Serigne Mboup Ccbm : «Le Sénégal perd un valeureux fils»
 
Le patron de Ccbm, Serigne Mboup, s’est inscrit dans cette dynamique. «C’est avec une profonde tristesse que j’ai appris, de l’étranger où je me trouve, le décès de Ameth Amar, une des figures dynamiques du secteur privé national. Avec son décès, le Sénégal vient de perdre un de ses valeureux fils qui s’est toujours investi avec foi et conviction pour la communauté mouride à laquelle il appartenait, mais aussi pour le renforcement et le rayonnement du secteur privé national», confie le président de la Chambre de commerce de Kaolack, qui s’est dit peiné et attristé par la mort de ce géant de l’industrie. «Avec la disparition de notre frère, notre ami et compagnon de route Ameth Amar, nous avons perdu un grand capitaine d'industrie, un bâtisseur de rêves et d'espérances, mais aussi de belles et solides structures qui font la fierté du secteur privé national», fait d’emblée remarquer Babacar Ngom, président du Club des investisseurs du Sénégal et patron de la Sedima.
 
Babacar Ngom : «la modestie et l’humilité, ça aussi, c’était du Ameth Amar»
 
A l’en croire, avec la disparition de Ameth Amar, «c'est un valeureux champion qui vient de s'éteindre. Mais nous savons que jamais ne s'éteindra cette flamme qui brillait en lui et qui lui a donné la force de réaliser ce qu'il a réalisé, sans tambour ni trompette, dans la modestie, et je dirai même dans l'effacement. La modestie et l'humilité, ça aussi, c'était du Ameth Amar», relève-t-il, avant d’ajouter : «ses rêves, sa foi, son courage, sa ténacité, sa vivacité d'esprit et son sens élevé du patriotisme ont contribué à donner des ailes au secteur privé» qui était, pour lui et pour nous tous, nous ses compagnons, la voie royale pour l'émergence et la dignité recouvrée de notre économie nationale, sous-régionale et continentale. Sa vie, pour brève qu'elle fût, n'en a pas moins été riche et fondamentalement utile. C'est un chemin qu'il a tracé, c'est une voie qu'il a montrée, c'est une semence d'une puissante vitalité qu'il nous a laissée», indique Babacar Ngom.
 
Il avait donné 5 millions pour évacuer un étudiant gravement malade
 
Avec la disparition du patron de Nma Sanders, c’est l’Université Cheikh Anta Diop de Dakar qui perd un mécène, un bienfaiteur, qui a toujours contribué à alléger la souffrance des étudiants.
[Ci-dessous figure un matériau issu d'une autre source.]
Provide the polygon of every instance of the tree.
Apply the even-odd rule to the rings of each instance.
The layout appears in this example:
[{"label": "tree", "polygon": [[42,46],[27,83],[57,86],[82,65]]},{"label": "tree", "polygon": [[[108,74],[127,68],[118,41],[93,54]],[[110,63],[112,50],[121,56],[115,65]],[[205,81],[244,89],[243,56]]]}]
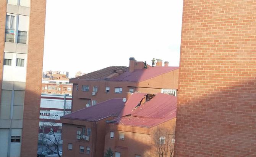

Ainsi, ces actes de haute portée sociale à l’endroit de l’Ucad ont été salués par le recteur de l’université, le professeur Ibrahima Thioub. «C’est quelqu’un qui a travaillé avec l’université, qui a exprimé un amour profond de l’enseignement supérieur. Il était membre du Conseil d’administration de la Fondation Ucad et était présent à toutes nos réunions en dépit de son agenda très chargé», indique M. Thioub, qui révèle que le défunt contribuait massivement à résoudre les problèmes d’enseignement, de recherche et de résolution de conflits et d’anticipation sur les conflits. Il en veut pour preuve les cinq millions récemment décaissés par Ameth Amar pour financer l’évacuation d’un étudiant malade à l’étranger. Même si, par la suite, l’étudiant n’a malheureusement pas survécu. Outre cette action sociale, Ameth Amar, révèle M. Thioub, a offert un bus à l’Ucad, avec une contribution de 10 millions de francs Cfa pour les étudiants handicapés physiques de l’université pour leur transport. «C’est cet homme qui nous a quittés. L’université est en pleurs parce que nous sommes sûrs que cet homme est irremplaçable», renchérit le professeur Thioub, qui n’a pas manqué de formuler de prières pour le défunt.